Il continue à dénoncer les agissements des gouvernements du Canada ou du Québec qui font violence à plusieurs franges de la population.

« Je trouve ça aberrant qu'on soit sous un gouvernement de droite qui met de l'avant des projets de loi, qui deviennent des lois et qui sont très négatives par rapport à des gens qui peuvent être considérés comme vulnérables. [Un gouvernement] qui fait vraiment la guerre contre les pauvres en coupant dans les programmes sociaux, en ne voulant pas écouter les gens qui se lèvent en disant "qu'est-ce que vous faites par rapport aux femmes autochtones, qu'est- ce que vous faites par rapport au salaire minimum, qu'est-ce que vous faites par rapport aux gens qui sont en région et qui n'arrivent pas avoir du travail avec les entreprises qui s'en vont?" » (Joshua).

« … dans un monde idéal, les gens devraient être capables de travailler ensemble, sans avoir besoin de vivre sous des gens qui les dirigent, puis qui décident ... qui décident qu'est ce que les gens doivent faire, comment les gens doivent travailler, comment les gens doivent vivre. » (Joshua).

Là encore, le discours de Joshua est proche de la mouvance anarchiste, dans la mesure où il considère que les gouvernements et le modèle représentatif ne doivent pas être vus comme indépassables. Ils ne sont pas capables de prendre en compte toutes les situations ni de les comprendre en vue de les améliorer.

Pour Liam, la politique institutionnelle est bien souvent un moyen de faire violence aux personnes les plus marginales. Pour lui, à l'instar de plusieurs participant.es, le travail du sexe/prostitution ne devrait pas être légalisé. Non pas parce que c'est un travail profondément exploitatif, mais parce ce que l'État chercherait à l'encadrer en reproduisant les rapports de domination et d'oppression.

« Si ça devenait légal, ça deviendrait contrôlé par l'État, par les tarifs. Ça va créer des discriminations, des classes sociales de prostitution. Y en a déjà en fait des classes sociales de prostitution, comme il y en a partout. Une personne blanche va faire plus d'argent comparée à une personne racisée dans le milieu de la prostitution. » (Liam).

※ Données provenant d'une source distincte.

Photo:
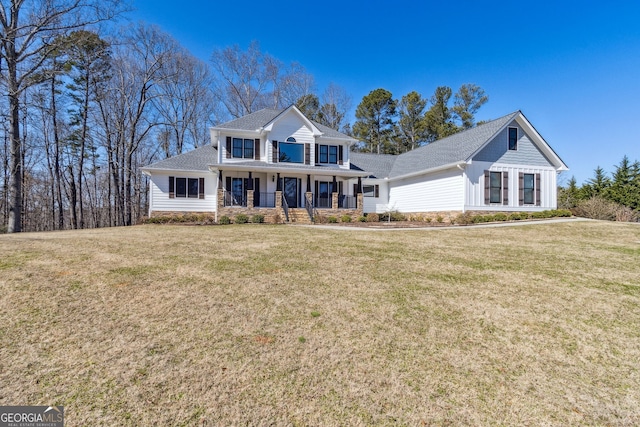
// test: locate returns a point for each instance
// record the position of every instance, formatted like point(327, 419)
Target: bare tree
point(27, 29)
point(247, 81)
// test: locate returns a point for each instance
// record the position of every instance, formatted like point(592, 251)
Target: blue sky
point(572, 67)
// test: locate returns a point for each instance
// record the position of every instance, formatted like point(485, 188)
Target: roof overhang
point(537, 139)
point(345, 173)
point(292, 108)
point(459, 165)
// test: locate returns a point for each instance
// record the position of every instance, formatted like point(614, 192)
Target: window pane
point(495, 187)
point(193, 187)
point(181, 187)
point(324, 154)
point(291, 153)
point(513, 138)
point(529, 180)
point(333, 154)
point(368, 191)
point(248, 148)
point(237, 147)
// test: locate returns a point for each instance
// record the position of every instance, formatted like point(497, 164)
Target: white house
point(281, 164)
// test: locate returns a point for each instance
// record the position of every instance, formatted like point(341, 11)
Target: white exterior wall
point(159, 191)
point(474, 182)
point(440, 191)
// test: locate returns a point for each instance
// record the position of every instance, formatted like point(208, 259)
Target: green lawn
point(281, 325)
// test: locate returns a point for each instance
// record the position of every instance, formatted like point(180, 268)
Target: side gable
point(531, 150)
point(528, 153)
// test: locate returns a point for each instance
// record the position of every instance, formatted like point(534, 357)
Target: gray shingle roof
point(261, 118)
point(195, 160)
point(453, 149)
point(378, 165)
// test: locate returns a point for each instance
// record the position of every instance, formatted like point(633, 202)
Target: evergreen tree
point(375, 121)
point(412, 126)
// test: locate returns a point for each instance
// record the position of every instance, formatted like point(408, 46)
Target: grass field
point(281, 325)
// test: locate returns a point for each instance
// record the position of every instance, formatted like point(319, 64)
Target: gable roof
point(197, 160)
point(260, 119)
point(453, 149)
point(447, 152)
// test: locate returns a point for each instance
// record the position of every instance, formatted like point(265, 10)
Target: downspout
point(464, 186)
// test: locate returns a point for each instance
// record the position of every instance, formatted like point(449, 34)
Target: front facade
point(281, 164)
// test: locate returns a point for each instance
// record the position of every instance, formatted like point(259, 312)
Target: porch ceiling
point(288, 168)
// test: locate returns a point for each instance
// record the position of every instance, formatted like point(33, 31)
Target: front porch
point(276, 207)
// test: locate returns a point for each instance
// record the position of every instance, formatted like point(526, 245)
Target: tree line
point(614, 196)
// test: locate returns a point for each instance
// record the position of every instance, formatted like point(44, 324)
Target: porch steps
point(299, 216)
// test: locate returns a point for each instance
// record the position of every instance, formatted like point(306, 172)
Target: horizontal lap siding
point(434, 192)
point(474, 182)
point(160, 194)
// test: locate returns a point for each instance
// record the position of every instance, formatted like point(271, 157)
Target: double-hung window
point(242, 148)
point(496, 187)
point(186, 187)
point(513, 139)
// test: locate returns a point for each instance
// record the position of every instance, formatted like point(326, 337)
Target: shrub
point(500, 217)
point(241, 219)
point(320, 219)
point(257, 219)
point(463, 219)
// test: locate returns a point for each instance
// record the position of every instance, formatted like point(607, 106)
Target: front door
point(291, 192)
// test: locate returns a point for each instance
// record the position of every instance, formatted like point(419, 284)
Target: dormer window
point(513, 139)
point(242, 148)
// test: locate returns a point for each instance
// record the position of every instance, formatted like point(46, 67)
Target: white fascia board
point(319, 171)
point(459, 165)
point(541, 143)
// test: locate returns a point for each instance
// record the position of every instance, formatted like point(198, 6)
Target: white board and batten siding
point(440, 191)
point(475, 187)
point(160, 201)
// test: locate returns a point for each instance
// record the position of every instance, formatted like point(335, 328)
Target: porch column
point(334, 194)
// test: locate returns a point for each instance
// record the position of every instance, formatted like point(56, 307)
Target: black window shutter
point(274, 151)
point(487, 183)
point(521, 188)
point(256, 149)
point(505, 188)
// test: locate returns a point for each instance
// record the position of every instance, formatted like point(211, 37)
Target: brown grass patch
point(163, 325)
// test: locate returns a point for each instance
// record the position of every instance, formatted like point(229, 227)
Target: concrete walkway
point(450, 227)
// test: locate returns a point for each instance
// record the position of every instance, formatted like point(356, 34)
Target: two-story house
point(281, 164)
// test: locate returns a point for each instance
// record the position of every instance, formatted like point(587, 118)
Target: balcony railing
point(264, 200)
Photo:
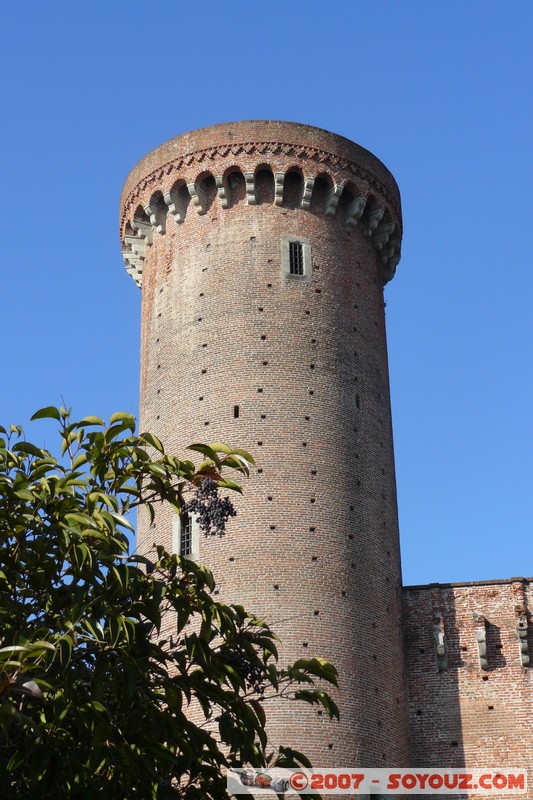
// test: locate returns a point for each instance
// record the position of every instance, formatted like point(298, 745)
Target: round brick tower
point(262, 249)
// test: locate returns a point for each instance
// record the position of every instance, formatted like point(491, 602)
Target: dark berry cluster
point(254, 674)
point(211, 511)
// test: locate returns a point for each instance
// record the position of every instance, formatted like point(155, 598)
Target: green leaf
point(49, 412)
point(27, 447)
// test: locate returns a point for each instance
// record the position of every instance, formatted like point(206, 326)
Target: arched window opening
point(264, 186)
point(292, 189)
point(321, 189)
point(209, 190)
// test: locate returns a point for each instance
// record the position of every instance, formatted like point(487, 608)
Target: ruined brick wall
point(472, 706)
point(294, 370)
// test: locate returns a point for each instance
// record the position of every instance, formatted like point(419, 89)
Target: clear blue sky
point(441, 92)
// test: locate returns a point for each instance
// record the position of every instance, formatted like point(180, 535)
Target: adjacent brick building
point(262, 249)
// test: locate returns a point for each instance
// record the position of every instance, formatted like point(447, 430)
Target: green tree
point(94, 701)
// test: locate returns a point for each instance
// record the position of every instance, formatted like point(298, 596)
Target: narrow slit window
point(186, 537)
point(296, 258)
point(296, 262)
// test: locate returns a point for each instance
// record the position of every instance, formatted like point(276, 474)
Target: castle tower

Il ajoute que l'État pourrait profiter de situations de vulnérabilité :

« Ça donnerait droit au gouvernement de faire la promotion de la prostitution et ça pourrait amener à plus de tourisme sexuel, donc des personnes plus marginalisées ... Parce que les lois sont faites pour les personnes blanches hétéros et cisgenres, on peut rajouter d'autres adjectifs certainement comme pas de handicap, pas de trouble psychologique. Le système dans lequel on est n'est pas dessiné pour les personnes plus marginales et faire ça c'est recréer les mêmes problématiques et il y aurait encore de la prostitution illégale, comme pour les cigarettes par exemple. » (Liam).

Selon lui, la politique institutionnelle constitue la plupart du temps une sphère de pouvoir illégitime. D'ailleurs, Sarrasin, Kruzynski, Jeppesen et Breton (2012) confirment que les militant.es anti-oppressifs et anti-autoritaires jugent l'autorité des gouvernements et de l'État illégitimes parce que l'action politique gouvernementale est inutile pour enrayer les causes d'injustice (2012, 147).